Ali’s incredible skill in the ring, coupled with his beaming personality, made him one the world’s biggest sports celebrities and “the world’s most well-known Muslim,” states the University of Louisville Libraries.
Ali stoically stood up for his beliefs in 1967.
His celebrity also made him a lightning rod in 1965, when he applied as a conscientious objector in his home state of Kentucky. The draft board denied his application.
He stoically stood up for his beliefs in 1967.
“During his scheduled U.S. Armed Forces induction in Houston, Texas, on April 28, Ali refused to step forward three times as his name was called,” Sports Illustrated reported in recent years of the famous incident.
“After receiving a warning and being informed of the consequences, Ali did not acknowledge his name-call one final time. Later that day, Ali was stripped of his title and had his boxing license suspended, and he was found guilty of violating the Selective Services law on June 20, 1967.”
He never served a day behind bars.
Ali was fined $10,000. He was banned from boxing for three years and sentenced to five years in prison.
He never served a day behind bars.
He fought the sentence all the way to the Supreme Court, which overturned his conviction for dodging the draft on June 28, 1971.
The high court ruled 8-0 in his favor, with Justice Thurgood Marshall recusing himself, citing earlier involvement as U.S. Solicitor General at the time of Ali’s conviction.
The court originally planned to vote 5-3 against Ali, authors Bob Woodward and Scott Armstrong wrote in their 1979 book, “The Brethren: Inside The Supreme Court.”
Justice John Marshall Harlan changed his decision after reading “The Autobiography of Malcolm X.”
But that left the court split at 4-4, which meant Ali would lose his appeal and the lower-court conviction would stand.
“The justices reconvened, since Ali was the best-known sports figure in the world,” reports the National Constitution Center. “They wanted to provide an explanation. They worked toward a compromise that could at least detail the thoughts behind their decision.”
Eventually, the entire court flipped in Ali’s favor.
Added the National Constitution Center, “Woodward and Armstrong said it was Justice Potter Stewart who looked at the case and convinced the other justices that the lower courts never explained why they turned down Ali’s appeals.”
Ali had returned to the ring in October 1970, earning a third-round technical knockout of Jerry Quarry. He eventually regained his heavyweight crown in 1974.
Ali became a popular speaker at colleges across the United States.
“While away from boxing, Ali became a popular speaker at colleges across the United States,” Sports Illustrated reported.
“One of Ali’s most popular speeches, entitled ‘Black is Best,’ was spoken in front of 4,000 students and staff members at Howard University in 1968. He also became known for his free-style rhymes and poetry during his time in boxing.”
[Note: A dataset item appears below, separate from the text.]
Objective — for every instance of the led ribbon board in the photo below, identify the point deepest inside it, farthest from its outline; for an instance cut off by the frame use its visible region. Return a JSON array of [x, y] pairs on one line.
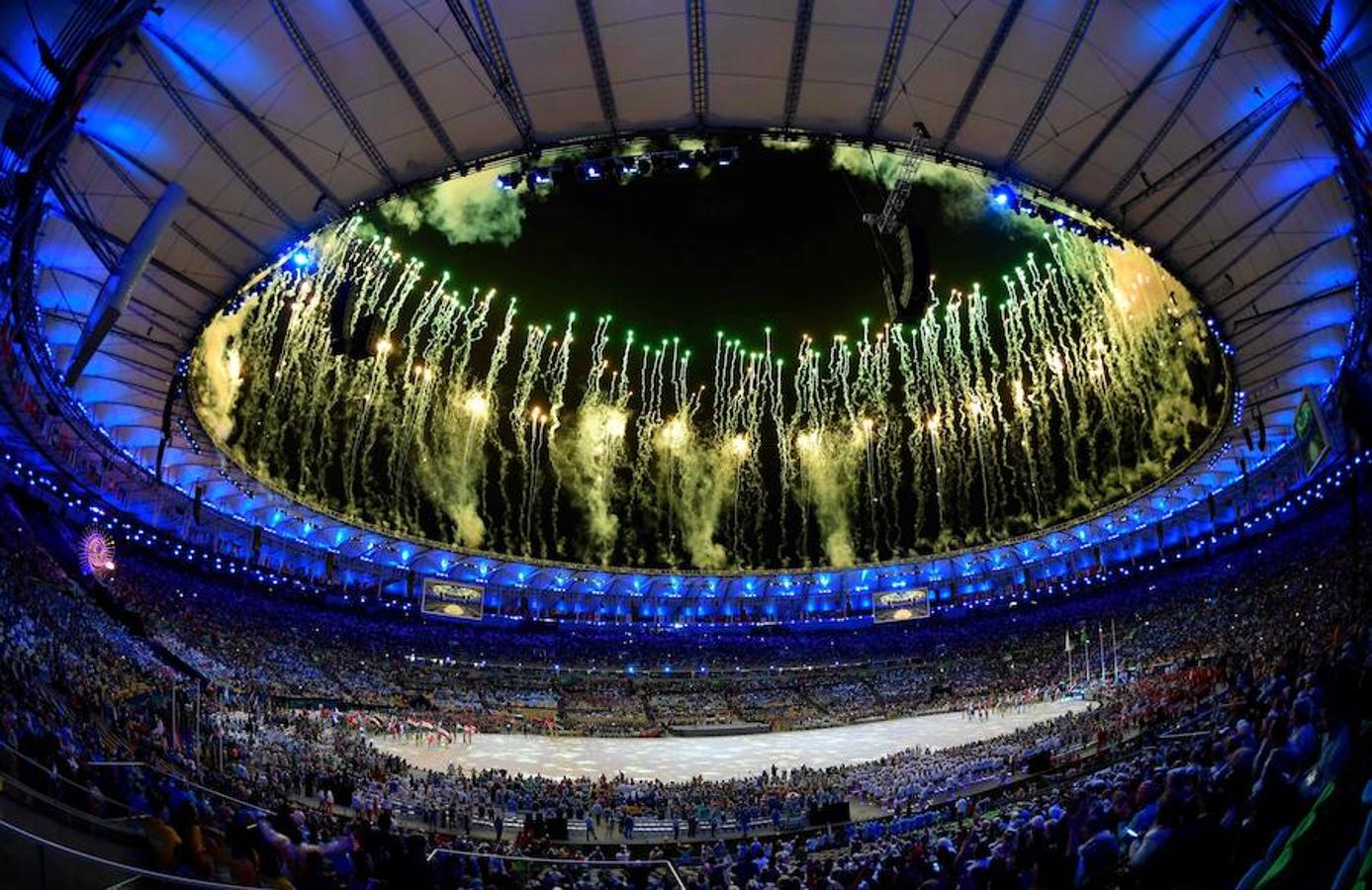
[[901, 605], [458, 602]]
Reports in recent years claim that Ali refused to serve in the military not out of religious conviction, but because of the wrath of Nation of Islam leader Muhammad.
“The truth, though hard to make out under the thick moss of mythology, is that Ali refused induction not out of principle but from fear of disobeying Elijah Muhammad, who had stipulated that the champ not serve in a ‘white man’s war,’” Paul Beston wrote in an editorial for The Wall Street Journal in 2017.
Ali, according to the story, tearfully admitted his fears to friend, mentor and fellow boxing legend Sugar Ray Robinson, who urged the young man to join the army.
Added Beston, “Malcolm X, who had been close to Ali, was assassinated in February 1965. After Ali’s former press secretary told the FBI that he had information about Malcolm’s killers, he, too, was found dead. Other dissidents simply disappeared. Ali got the message.”